A practical phasing procedure using the MAD method without the aid of XAFS measurements: successful solution in the structure determination of the outer-membrane lipoprotein carrier LolA.

Abstract

A practical procedure for MAD phasing was successfully performed in the structure determination of the LolA protein, even though the XAFS data could not be measured owing to the overlap of the fluorescence spectra of the atoms that contribute significant signals for anomalous dispersion. The LolA protein, a periplasmic chaperone functioning as an outer-membrane lipoprotein carrier of the Lol system which mediates translocation of the water-insoluble outer-membrane lipoprotein across the periplasm in Gram-negative bacteria, was crystallized in two forms: orthorhombic (I222) and trigonal (P3(1)21 or P3(2)21).
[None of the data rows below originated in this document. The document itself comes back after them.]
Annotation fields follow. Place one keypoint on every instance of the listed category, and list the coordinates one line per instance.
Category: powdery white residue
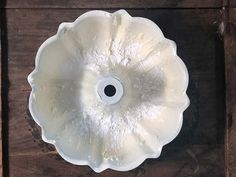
(121, 54)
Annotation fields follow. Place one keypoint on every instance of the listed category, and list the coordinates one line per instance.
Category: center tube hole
(110, 90)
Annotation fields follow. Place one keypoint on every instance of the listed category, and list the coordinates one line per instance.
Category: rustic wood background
(205, 33)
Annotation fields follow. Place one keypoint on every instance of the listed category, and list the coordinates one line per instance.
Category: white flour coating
(119, 120)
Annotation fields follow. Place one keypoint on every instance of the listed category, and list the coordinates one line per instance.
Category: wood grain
(199, 148)
(230, 67)
(1, 101)
(113, 4)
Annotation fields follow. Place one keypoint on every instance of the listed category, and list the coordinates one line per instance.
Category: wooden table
(205, 33)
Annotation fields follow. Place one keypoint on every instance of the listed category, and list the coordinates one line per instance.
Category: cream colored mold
(141, 110)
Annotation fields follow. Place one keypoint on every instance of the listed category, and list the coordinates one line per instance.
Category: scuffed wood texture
(198, 151)
(230, 67)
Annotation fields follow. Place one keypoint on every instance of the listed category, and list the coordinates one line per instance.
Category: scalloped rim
(104, 165)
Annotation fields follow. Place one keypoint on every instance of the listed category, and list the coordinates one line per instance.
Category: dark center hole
(110, 90)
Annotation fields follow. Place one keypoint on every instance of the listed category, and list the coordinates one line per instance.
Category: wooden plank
(2, 57)
(195, 32)
(177, 162)
(113, 4)
(230, 70)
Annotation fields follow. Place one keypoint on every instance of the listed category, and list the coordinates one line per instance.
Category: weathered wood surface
(113, 4)
(199, 149)
(1, 53)
(230, 67)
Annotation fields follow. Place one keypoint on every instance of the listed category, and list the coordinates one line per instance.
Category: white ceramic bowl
(108, 90)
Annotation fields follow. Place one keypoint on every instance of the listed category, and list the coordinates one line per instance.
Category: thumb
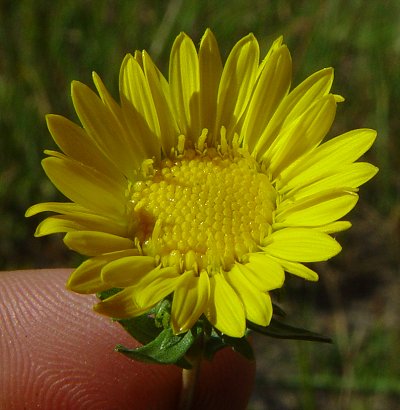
(57, 353)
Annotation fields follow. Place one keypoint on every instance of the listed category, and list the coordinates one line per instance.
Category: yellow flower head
(204, 188)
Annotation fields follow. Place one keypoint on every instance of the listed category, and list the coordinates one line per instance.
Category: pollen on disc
(210, 210)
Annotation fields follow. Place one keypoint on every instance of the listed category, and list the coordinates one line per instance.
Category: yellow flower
(204, 188)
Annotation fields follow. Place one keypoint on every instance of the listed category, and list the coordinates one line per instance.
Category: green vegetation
(44, 45)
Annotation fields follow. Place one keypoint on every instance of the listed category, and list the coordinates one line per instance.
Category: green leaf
(108, 293)
(282, 330)
(143, 328)
(217, 341)
(212, 345)
(166, 348)
(240, 345)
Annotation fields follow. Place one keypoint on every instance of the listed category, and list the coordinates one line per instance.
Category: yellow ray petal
(257, 305)
(77, 144)
(189, 302)
(127, 271)
(157, 285)
(159, 88)
(298, 269)
(210, 66)
(294, 105)
(86, 186)
(319, 209)
(349, 175)
(263, 272)
(236, 83)
(94, 243)
(271, 86)
(338, 151)
(184, 80)
(139, 110)
(301, 245)
(60, 207)
(301, 136)
(87, 277)
(106, 130)
(225, 310)
(57, 224)
(120, 306)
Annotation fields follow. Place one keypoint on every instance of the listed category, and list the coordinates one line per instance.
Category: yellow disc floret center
(203, 210)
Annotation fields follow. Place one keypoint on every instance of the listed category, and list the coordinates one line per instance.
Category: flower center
(203, 210)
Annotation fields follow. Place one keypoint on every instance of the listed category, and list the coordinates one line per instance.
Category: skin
(55, 352)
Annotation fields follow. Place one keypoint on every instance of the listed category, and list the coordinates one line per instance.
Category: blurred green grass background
(44, 45)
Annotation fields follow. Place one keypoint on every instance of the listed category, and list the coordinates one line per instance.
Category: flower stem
(189, 382)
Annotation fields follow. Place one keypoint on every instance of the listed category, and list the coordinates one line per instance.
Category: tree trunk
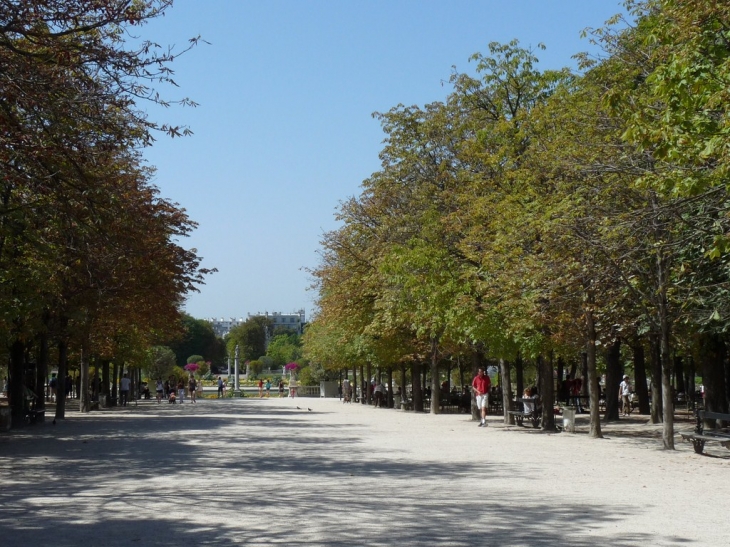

A multi-wavelength data set was collected from a platinum derivative of the orthorhombic crystals grown from a buffer solution containing zinc acetate and cacodylate (an arsenic compound), but XAFS measurements could not be performed because the energies of the fluorescence spectra of Zn atoms, As atoms and Pt atoms are in very close proximity. However, effective MAD data were collected with six wavelength data sets near the platinum absorption edge and the f' and f" values could subsequently be estimated from the data statistics and the peak height of the dispersive and anomalous difference Patterson maps. The subsequent MAD phasing gave a high-quality initial electron-density map which was sufficient to construct a complete molecular model of the LolA protein.